経済

グリーンツーリズム予約一元化 県、北部でモデル構築へ

民泊でシークヮーサーしぼりを体験する県外からの修学旅行生ら2013年11月、東村

 県農林水産部村づくり計画課は、「民泊」を含む農林水産漁村体験型事業「グリーンツーリズム」を利用する修学旅行生などの大規模集客に向けたモデル構築に取り組んでいる。広域交流拠点体制モデルとして、沖縄本島地域で国頭、大宜味、東の3村、離島地域で伊平屋、伊是名、今帰仁の3村を設定した。予約などの一元管理システム運用を実証試験する。さらに近隣自治体で合同して営業活動などを実施することで、点在する地域資源の情報発信や農山漁村の経済効果にもつながると期待がかかる。

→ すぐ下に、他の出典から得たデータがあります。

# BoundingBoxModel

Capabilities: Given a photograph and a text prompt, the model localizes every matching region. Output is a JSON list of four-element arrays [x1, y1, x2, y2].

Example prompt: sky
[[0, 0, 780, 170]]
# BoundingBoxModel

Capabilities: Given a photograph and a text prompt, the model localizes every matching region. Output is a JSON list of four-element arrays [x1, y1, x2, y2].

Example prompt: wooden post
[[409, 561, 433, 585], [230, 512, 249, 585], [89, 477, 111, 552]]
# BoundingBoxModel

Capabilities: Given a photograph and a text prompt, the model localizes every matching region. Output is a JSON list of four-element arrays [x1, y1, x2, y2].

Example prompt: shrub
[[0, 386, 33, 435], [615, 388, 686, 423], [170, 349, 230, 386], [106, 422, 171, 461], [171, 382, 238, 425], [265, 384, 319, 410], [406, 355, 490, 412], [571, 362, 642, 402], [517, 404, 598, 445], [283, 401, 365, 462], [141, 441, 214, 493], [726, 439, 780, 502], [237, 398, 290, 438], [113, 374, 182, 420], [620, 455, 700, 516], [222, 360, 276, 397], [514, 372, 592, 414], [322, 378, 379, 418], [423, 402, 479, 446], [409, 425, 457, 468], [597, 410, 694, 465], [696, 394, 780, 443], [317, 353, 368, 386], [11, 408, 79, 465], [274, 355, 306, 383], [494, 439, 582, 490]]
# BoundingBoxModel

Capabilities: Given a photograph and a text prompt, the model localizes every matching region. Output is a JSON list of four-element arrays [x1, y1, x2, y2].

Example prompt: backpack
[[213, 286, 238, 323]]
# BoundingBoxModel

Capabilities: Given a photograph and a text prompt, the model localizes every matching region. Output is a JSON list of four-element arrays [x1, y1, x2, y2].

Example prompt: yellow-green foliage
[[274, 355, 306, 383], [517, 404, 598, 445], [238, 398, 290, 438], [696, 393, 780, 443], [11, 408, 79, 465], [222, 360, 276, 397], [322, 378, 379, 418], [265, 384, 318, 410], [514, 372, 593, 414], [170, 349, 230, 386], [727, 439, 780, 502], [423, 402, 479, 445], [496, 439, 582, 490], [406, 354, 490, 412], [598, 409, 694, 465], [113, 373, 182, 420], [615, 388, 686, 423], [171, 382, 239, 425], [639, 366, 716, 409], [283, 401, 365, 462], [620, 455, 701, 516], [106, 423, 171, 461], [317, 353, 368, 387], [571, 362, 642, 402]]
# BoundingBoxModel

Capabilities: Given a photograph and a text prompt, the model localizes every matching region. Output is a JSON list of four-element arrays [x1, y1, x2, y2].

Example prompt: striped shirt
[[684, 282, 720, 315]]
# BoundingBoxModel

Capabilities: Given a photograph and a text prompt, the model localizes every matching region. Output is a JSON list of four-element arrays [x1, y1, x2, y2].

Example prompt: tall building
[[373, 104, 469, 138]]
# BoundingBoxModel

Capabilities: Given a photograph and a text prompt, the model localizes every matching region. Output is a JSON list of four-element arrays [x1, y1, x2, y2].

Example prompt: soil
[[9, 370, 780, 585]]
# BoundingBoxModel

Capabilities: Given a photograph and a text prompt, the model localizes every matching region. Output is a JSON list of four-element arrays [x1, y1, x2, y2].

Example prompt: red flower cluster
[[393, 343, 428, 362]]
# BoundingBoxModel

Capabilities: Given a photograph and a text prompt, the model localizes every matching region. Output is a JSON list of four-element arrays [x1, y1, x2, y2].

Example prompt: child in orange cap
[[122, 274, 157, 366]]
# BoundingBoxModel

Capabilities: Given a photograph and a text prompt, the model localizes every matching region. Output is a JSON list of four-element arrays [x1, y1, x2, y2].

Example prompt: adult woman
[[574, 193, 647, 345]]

 モデル事業は2012年度から始めており、13年度は本島地域(3村合計)は延べ8955人、受け入れ民家は124戸。離島地域は延べ8583人、86戸となり実績を上げている。
 これまで民泊は、小規模な民宿での受け入れや、利用者側の要望と民宿とのマッチングが難しいなどの課題が挙がっていた。近隣の市町村が連携して広域化を図ることで幅広い要望に対応でき、大規模な修学旅行などの受け入れも可能にする狙いがある。
 本島地域モデルでは6月に、旅行代理店と農家をつなぐ役割の「ヤンパク(ヤンバルで民泊)事務局」を設立した。従来は旅行会社が担っていた宿泊予約やプログラムの検索を請け負う。事務局が予約などを一元管理するため、利用者の手間を省ける。
 一方、離島地域モデルは3村の観光協会(観光推進委員会)が「事務局」として取りまとめていく計画。今帰仁村の運天港が、伊平屋、伊是名の両離島に人を送り出す拠点であることから、3村で連携する。地域の特性を生かした体験交流事業について幅広い選択肢を提案できる。
 県は、グリーンツーリズムの交流人口の目標を、2016年度までに7万人、21年度までに10万人と掲げている。